La superficie du lac Turkana, considéré comme l'un des berceaux de l'Humanité, s'étend sur 250 km de long et 60 de large dans le nord du Kenya. Or, elle a augmenté de 10% entre 2010 et 2020, selon une étude gouvernementale publiée l'année dernière, et près de 800 km2 de terres ont été engloutis.
Plusieurs facteurs expliquent ce phénomène: des précipitations extrêmes sur les bassins versants, liées au réchauffement climatique, le ruissellement accru des sols lié à la déforestation et à l'agriculture, mais aussi les mouvements tectoniques.
Les El-Molo ont vu leur seul pipeline d'eau douce disparaître, les monticules funéraires de leurs ancêtres aussi. Les eaux ont même fini par se refermer sur la route, isolant les habitants sur une île au milieu du lac.
"Avant, il n'y avait jamais eu d'eau ici. Vous pouviez conduire une jeep à travers", raconte Julius Akolong, alors qu'il traverse le large chenal qui sépare aujourd'hui sa communauté du reste du nord kényan.
Piégée par les eaux du lac parfois appelé "mer de jade", la communauté El-Molo s'en est trouvée profondément affectée, elle dont le patrimoine unique était déjà menacé.
- "Ceux qui mangent du poisson" -
Ils étaient à peine 1.100 selon le dernier recensement de 2019, une goutte d'eau parmi les 50 millions d'habitants et plus de 40 ethnies que comptent le pays.
Connus comme "ceux qui mangent du poisson" par les tribus d'éleveurs du nord du Kenya, les El-Molo auraient migré environ un millénaire avant notre ère d'Ethiopie vers le Turkana.
Aujourd'hui, rares sont ceux à parler leur langue ancestrale. Au fil des générations et des mariages avec des tribus voisines, les coutumes ont évolué, ou disparu. La montée inattendue du lac a fragmenté le reste.
Certains déplacés ont pris la décision déchirante d'ériger un camp de fortune sur la rive opposée: des cabanes posées sur une clairière aride balayée par le vent. L'école est certes plus proche, mais le monde de leur communauté plus lointain.
"Ca a été très difficile. (...) Nous avons dû en discuter avec les anciens pour qu'ils nous donnent leur permission ou leur bénédiction de partir sans malédictions", raconte Akolong, 39 ans et père de deux enfants.
Pour ceux qui sont restés, la vie sur l'île a viré au combat.
Les filets de pêche et paniers utilisés depuis des millénaires, tissés à la main avec des roseaux et des fibres de palmier, sont devenus moins efficaces dans les eaux plus profondes, les prises moins importantes.
Ne pouvant plus accéder à l'eau douce, les El-Molo ont été contraints de boire l'eau du Turkana, le lac le plus salé d'Afrique.
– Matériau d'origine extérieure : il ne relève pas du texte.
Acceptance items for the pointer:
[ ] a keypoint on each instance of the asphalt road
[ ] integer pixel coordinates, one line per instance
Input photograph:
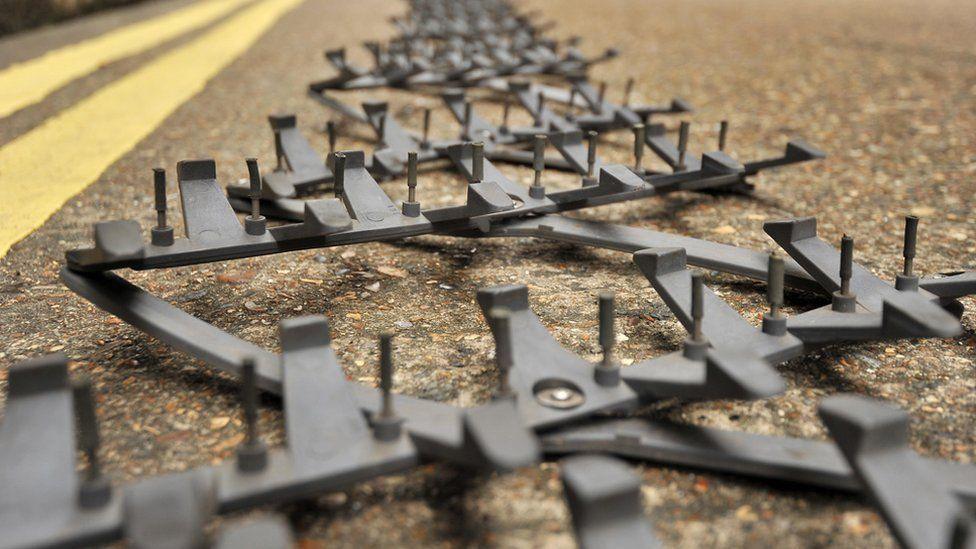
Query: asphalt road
(886, 88)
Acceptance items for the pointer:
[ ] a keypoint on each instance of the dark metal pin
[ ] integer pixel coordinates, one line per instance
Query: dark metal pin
(843, 300)
(682, 144)
(591, 153)
(696, 346)
(339, 170)
(411, 208)
(697, 306)
(607, 373)
(477, 162)
(542, 105)
(254, 224)
(279, 152)
(95, 490)
(639, 132)
(330, 129)
(774, 322)
(426, 141)
(382, 127)
(538, 190)
(504, 360)
(162, 233)
(907, 281)
(387, 425)
(846, 264)
(252, 454)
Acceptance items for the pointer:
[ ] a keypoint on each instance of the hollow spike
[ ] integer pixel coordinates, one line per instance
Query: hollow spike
(774, 284)
(538, 158)
(638, 147)
(279, 152)
(249, 399)
(606, 327)
(159, 188)
(846, 264)
(682, 144)
(590, 152)
(386, 375)
(477, 162)
(426, 142)
(255, 177)
(330, 128)
(412, 176)
(501, 321)
(908, 250)
(88, 439)
(697, 306)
Les maux - dentaires, capillaires - ont suivi.
"Nous avons souvent la diarrhée (...) nous n'avons pas d'autre eau potable. C'est tout ce que nous avons. Elle est salée et abîme nos dents et nos cheveux", explique Anjela Lenapir, 31 ans, mère de trois enfants.
- Dégâts indélébiles -
Les enfants ont été autrement pénalisés. La plupart d'entre eux sont cloués chez eux, privés d'école car leurs parents ne peuvent pas payer le transport sur le bateau de pêche, déplore David Lesas, directeur adjoint de l'école primaire de la baie d'El-Molo.
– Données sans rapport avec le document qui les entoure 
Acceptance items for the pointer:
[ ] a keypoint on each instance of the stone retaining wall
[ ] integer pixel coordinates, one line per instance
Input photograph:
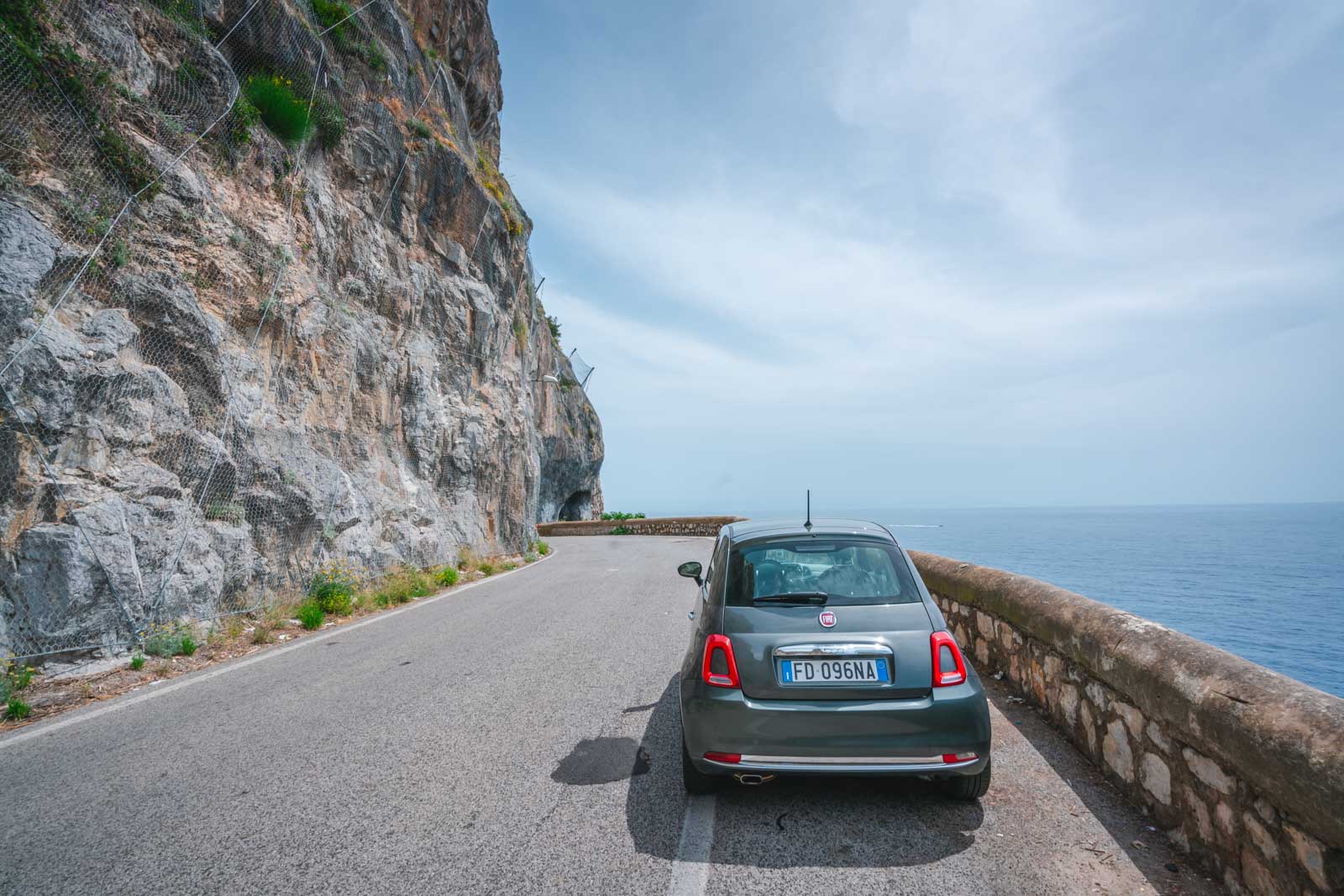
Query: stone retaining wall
(1241, 766)
(692, 526)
Le gouvernement local et l'ONG World Vision apportent de l'aide, mais les ressources sont rares et les besoins nombreux dans cette région frappée par une grave sécheresse.
La clôture de l'école et le bloc sanitaire sont sous l'eau, les crocodiles ont envahi une partie de la cour de récréation.
Mais les vrais dégâts causés à El-Molo sont indélébiles.
Séparé de son peuple, Akolong a raté les rites initiatiques, les cérémonies de baptême et les funérailles qui renforcent l'identité tribale et la communauté.
"Nous sommes maintenant divisés", lâche-t-il, amer.
Les cairns matérialisant les tombes des anciens ont été balayés, et avec eux les souvenirs du passé. Le lac menace aussi les sanctuaires vénérés des divinités tribales.
"C'est un endroit qui est profondément respecté dans notre culture", souligne Lenapir: "Avec la montée des eaux, nous perdrons également cette tradition".